This is my favorite time of day, especially during the Christmas season. The house is quiet. Sunrise is just beginning. Aunt Grace’s Yule log is playing on the DVD:) Hank is having a post-Fancy Feast nap, and Cheeto has gone outside to play, leaving me to my solitude and my coffee. (By the way, I seem to be turning into Aunt Joyce. Dave pointed out that I have taken to drinking rivers of java, just as she did. I’m not sure why that's the case, but if it was good enough for Aunt Joyce, why, it’s good enough for me.)
I guess I don’t do the hustle and bustle of Christmas very well any more. Truthfully, I never did, but there was a time when I didn’t seem to have a choice. When I was young and single and working for a corporation, I used to dream of skipping Christmas altogether, of getting on a boat or a plane and escaping to some tropical island till it was all over. Why? Have you ever jumped waves at the beach? Sometimes, if you look away for just a minute, you’ll turn around to see a huge one coming at you—one that’s too big to jump and too close to run from. That’s what the holidays felt like to me—just an overwhelming wave of gifts to buy and parties to attend and traffic to struggle through and parking spaces to fight for and church programs to practice, and, and, and . . . Every waking minute from Thanksgiving till New Year’s was spoken for, and even that wasn’t enough time to get everything done. I longed for a lounge chair on a deserted beach somewhere in the Florida Keys. (I know. Scrooge. Bah humbug.)
It isn’t that I didn’t want to do all those things—I just hated doing them at warp speed, which is what you have to do when you’re working full time and suddenly quadruple the entries on your social calendar.

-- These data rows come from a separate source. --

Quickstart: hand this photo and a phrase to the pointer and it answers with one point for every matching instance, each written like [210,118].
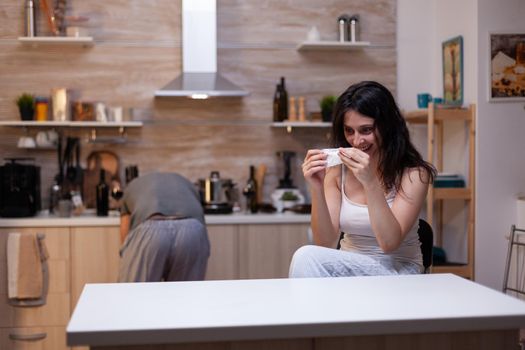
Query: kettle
[216,194]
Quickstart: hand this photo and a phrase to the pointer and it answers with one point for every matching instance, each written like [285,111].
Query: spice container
[342,25]
[353,28]
[42,108]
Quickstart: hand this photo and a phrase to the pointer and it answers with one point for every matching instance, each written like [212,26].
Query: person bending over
[162,230]
[374,197]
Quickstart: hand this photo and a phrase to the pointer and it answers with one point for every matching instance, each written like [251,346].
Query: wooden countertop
[90,219]
[178,312]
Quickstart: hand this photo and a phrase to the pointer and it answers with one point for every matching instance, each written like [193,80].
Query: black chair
[426,238]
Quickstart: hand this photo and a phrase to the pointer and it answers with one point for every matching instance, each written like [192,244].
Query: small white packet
[333,157]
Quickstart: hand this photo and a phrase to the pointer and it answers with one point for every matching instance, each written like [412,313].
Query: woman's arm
[325,205]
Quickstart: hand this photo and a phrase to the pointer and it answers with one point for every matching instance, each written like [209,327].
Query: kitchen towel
[26,266]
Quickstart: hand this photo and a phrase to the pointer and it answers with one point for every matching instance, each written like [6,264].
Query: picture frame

What I wanted was a soap opera Christmas—time to lovingly hand-paint each family member’s name on an ornament like Mrs. Horton on Days of Our Lives. Time to sip hot chocolate and make a huge production out of putting the star on the Christmas tree like Laura on General Hospital, back when she was dating Scotty Baldwin. You never saw Mrs. Horton grabbing for electronics at Walmart. Laura never had to fight for a parking space at Target or load up on Jovan Musk gift sets just to be covered, in case she should forget one of her girlfriends and need an emergency gift. (Neither Laura nor Mrs. Horton ever had to confess, as I do now, that I did not manage to send Christmas cards this year, but I love you dearly, friends and family, and will strive to do better in 2015.)
This Christmas is, mercifully, so much quieter than holidays past. But there’s a flip side to the tranquility. I don’t miss the mall traffic, but I mightily miss watching Granny open her presents. (Whoever said “things can’t make you happy” had never met Granny.) I don’t miss all the parties, but I sure miss some of them—like an annual Christmas supper at Aunt Joyce’s, where you could count on candied sweet potatoes to die for and a big plate of fudge and divinity. I miss crowding around Aunt Mac’s coffee table, where my cousins and I would eat together before we opened our presents as kids. I miss the way that, no matter how many seating areas Dave and I tried to create for a choir party we used to host, everybody would end up crowded into our small living room because we had more fun when we were all together.
That’s the key really—being together with people you love and remembering that Christmas is (or at least should be) a celebration of God’s gift of love to the world. We need that annual reminder to be thankful for the wonderful family and friends who daily bless our lives. We need to remember what Christmas really means—that we are loved and valued and forgiven. And we need this season to remind us that love is a gift we’re intended to share and pass on.
The Christmas I described earlier—the one with mall traffic and an overflow of social obligations, the one I wanted to run from—that was a Christmas largely of my own making. The Christmas of true remembrance, of thanks for the love I’ve been given, the Christmas I very much need—that’s a gift from God.
Wishing you the love and joy of God’s Christmas this year.